Marcy is good at many things,” says Torill Kove (2000’s My Grandmother Ironed the King’s Shirts, The Danish Poet) but I think for me personally, her unique contribution is her trust. It's like any other close relationship where you are left alone to be who you are. It is liberating. “
“Marcy,” adds Munro Ferguson (2003’s Falling in Love Again) was the best producer I ever worked with. Her method was simple. She would find a director that she really believed in and then back them 100%. She brought to the table wisdom, humor and sensitivity. Her approach was nurturing. And she has the gift of a beautiful, calm voice which could the sooth nerves of the most freaked-out director.”

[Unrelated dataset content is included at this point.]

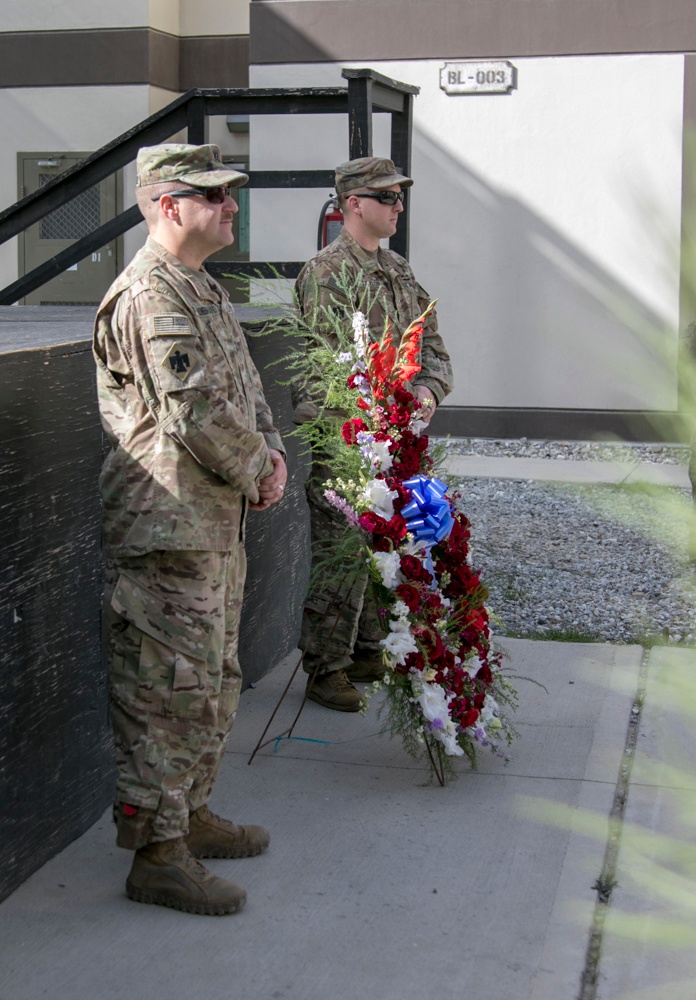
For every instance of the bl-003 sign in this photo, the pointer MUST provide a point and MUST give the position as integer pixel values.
(493, 77)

Building a trusting relationship first requires being able to have faith in oneself. That inner trust takes time and experience to find. “Overall,” adds Page, “I suppose I’ve learned more to trust my instincts - some inner barometer of passion - when you feel something is the right risk to take. Is it finally only the risky projects that make sense to pursue? It is not always possible and of course one can deceive oneself, but when it works, the conversation in your head with that internal audience and all those dead artists is worth it!”
Okay… so…it’s some 23 years later and Marcy Page is closing the door on a remarkably rich period of her life. I asked her about the most invaluable things she’s taken from her NFB experience. Surprisingly, her first response was connected with technical stuff: “Some small words of advice…given the company I keep [i.e. Normand Roger, in case you forgot already dear reader], I’ve learned a lot more about the relationship of sound to image in filmmaking over the years. I know now that while one can often consciously excuse an incomplete or rough visual assembly, sound tends to act on us more unconsciously. We won’t realize that it is a rough track or incomplete mix but more likely we will say that it is just a bad film. It is very, very important to get the relationship to sound right and that it conspire in the novelty and innovation of the work.”

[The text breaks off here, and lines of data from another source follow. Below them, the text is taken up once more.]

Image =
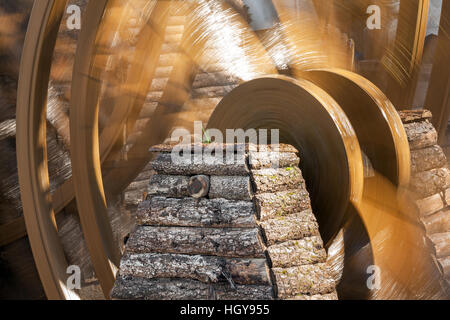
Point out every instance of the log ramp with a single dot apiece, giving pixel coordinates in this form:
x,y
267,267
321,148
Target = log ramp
x,y
430,182
219,230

That’s it? Come on Marcy! Give us something sexier. “The big takeaway for me is that I really do have fondness and respect for the people with whom I’ve worked all these years. That has always made any trouble fade to insignificance. The NFB is a miraculous and improbable institution built on the pioneering dedication and creativity of decades of such people. I hope it outlives us and our children’s children. As we near the 100th anniversary of the birth of Norman McLaren, whose founding vision for the Animation program there still informs the producers who follow me, it seems important not to take it for granted.”
Take note Canadian taxpayers and Government funders.

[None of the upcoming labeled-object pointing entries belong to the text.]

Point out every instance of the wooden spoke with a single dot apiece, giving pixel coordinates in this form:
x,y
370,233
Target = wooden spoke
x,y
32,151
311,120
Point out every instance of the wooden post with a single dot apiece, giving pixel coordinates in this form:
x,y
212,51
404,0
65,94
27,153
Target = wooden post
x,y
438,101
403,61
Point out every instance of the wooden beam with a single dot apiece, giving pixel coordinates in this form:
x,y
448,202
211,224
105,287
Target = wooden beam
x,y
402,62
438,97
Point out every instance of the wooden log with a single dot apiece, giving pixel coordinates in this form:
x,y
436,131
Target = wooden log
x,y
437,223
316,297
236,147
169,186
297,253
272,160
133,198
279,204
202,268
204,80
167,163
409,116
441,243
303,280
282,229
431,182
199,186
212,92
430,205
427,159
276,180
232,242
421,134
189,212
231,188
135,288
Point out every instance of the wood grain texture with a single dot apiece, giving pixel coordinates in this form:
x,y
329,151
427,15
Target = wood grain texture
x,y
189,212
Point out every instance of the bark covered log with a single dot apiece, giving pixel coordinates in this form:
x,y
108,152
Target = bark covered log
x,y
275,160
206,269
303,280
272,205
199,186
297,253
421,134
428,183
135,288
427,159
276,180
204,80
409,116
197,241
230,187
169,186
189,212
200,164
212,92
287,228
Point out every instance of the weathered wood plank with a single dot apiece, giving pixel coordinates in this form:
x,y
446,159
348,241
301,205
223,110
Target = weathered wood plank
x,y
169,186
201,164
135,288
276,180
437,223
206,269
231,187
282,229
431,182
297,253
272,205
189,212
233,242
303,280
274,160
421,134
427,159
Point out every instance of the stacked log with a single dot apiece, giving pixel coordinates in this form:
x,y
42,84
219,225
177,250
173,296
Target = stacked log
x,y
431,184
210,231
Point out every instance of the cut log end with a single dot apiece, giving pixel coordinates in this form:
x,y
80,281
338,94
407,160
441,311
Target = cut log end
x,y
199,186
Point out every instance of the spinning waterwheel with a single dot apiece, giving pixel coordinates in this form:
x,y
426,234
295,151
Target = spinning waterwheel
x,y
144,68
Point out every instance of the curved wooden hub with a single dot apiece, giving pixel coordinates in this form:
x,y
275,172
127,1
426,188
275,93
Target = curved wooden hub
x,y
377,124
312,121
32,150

Marcy Page’s retirement is a huge loss for animation, not just because of her golden touch as a producer, but because she is one of the most genuinely good people in our little world. When I stumbled into animation not long after Page joined the NFB, I was lured less by the films than by the generosity and openness of the people creating them. Marcy Page is one of the good souls that I’ve encountered and quietly admired beneath the unpolished veneer of my apparent bad boy image. Her positivity, calm and compassionate nature, warm, and slightly sly smile, along with her unabashed love for animation and its creators is something that we will all sorely miss. There will always be more great animation films, but there will never be another Marcy Page.
Chris Robinson, otherwise known as the Animation Pimp, is creative director of the Ottawa International Animation Festival.